I recently came across an interview question from Twitter at Michael Kozakov’s blog
After some thought I managed to boil this down to a simple functional one-liner I thought was interesting enough to share. First, let’s take a look at the problem definition.
Quoting the original source:
“Consider the following picture:”
“In this picture we have walls of different heights. This picture is represented by an array of integers, where the value at each index is the height of the wall. The picture above is represented with an array as [2,5,1,2,3,4,7,7,6].”
“Now imagine it rains. How much water is going to be accumulated in puddles between walls?”
“We count volume in square blocks of 1x1. So in the picture above, everything to the left of index 1 spills out. Water to the right of index 7 also spills out. We are left with a puddle between 1 and 6 and the volume is 10.”
How would we go about finding a solution to this problem? I find this to be especially interesting, as there were many solutions posted to this problem over here that were incorrect. My own first intuition led me to a solution that didn’t cover all cases as well.
How can we analyze this problem such that we can get a solution and implementation that we can be confident is correct?
The approach I suggest would be to start with the question: “Given a block in this graph, when will it be filled with water?” We can assume there will be enough rain to fill any holes as far as is possible, so the only question is when the water will spill over to the side.
Then, the condition for the water to stay in a given square is that there is some wall to the left that is higher than the height of the given square, as well as some wall to the right that is higher that the height of the given square.
If we let \(h_i\) be the height of index \(i\), and let \(high_i^{left}\) denote the highest point to the left of index \(i\), and similarly define \(high_i^{right}\) we can express this as.
A square of height \(h_i\), is filled when \[ h_i \leq high_i^{left} \land h_i \leq high_i^{right} \]
We can simplify the conjunction by expressing this via \(min\)
\[ h_i \leq min(high_i^{left}, high_i^{right}) \]
We can now easily see that the height of the water level of each index, which we’ll call \(level_i\) can be expressed by turning this inequality into an equality.
\[ level_i = min(high_i^{left}, high_i^{right}) \]

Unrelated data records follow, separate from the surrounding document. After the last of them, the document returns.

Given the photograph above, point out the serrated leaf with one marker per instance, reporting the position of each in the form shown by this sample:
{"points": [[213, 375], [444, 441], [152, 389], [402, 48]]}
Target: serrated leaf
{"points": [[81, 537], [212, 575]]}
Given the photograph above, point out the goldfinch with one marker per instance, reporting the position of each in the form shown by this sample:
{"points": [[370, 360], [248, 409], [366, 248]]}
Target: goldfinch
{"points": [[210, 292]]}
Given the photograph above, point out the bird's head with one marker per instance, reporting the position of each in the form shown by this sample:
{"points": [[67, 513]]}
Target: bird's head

This leaves us in good shape for actually computing the answer. We start by calculating the values if \(high\). Starting with \(high_i^{left}\) we note that this can be expressed as a simple recursive equation in terms of \(h\) and itself.
\[ high_0^{left} = h_0 \]
\[ high\_{i+1}^{left} = max(h\_{i+1} , high_i^{left}) \]
This a recursive relation, where we apply an operator \(max\) to accumulate values in the list \(h\). We have a tool in the functional programming arsenal for computing exactly this, namely scanl1.
For e.g. the input h = [2,5,1,2,3,4,7,7,6]
from the original post, we get
scanl1 max h >> [2,5,5,5,5,5,7,7,7]
Similarly for \(high_{right}\) we have
\[ high_n^{right} = h_n \]
\[ high\_{i-1}^{right} = max(h\_{i} , high_i^{left}) \]
And we can use scanr1
to compute it
scanr1 max h >> [7,7,7,7,7,7,7,7,6]
Now getting back to \(level\), which, as we recall, was defined as
\[ level_i = min(high_i^{left}, high_i^{right}) \]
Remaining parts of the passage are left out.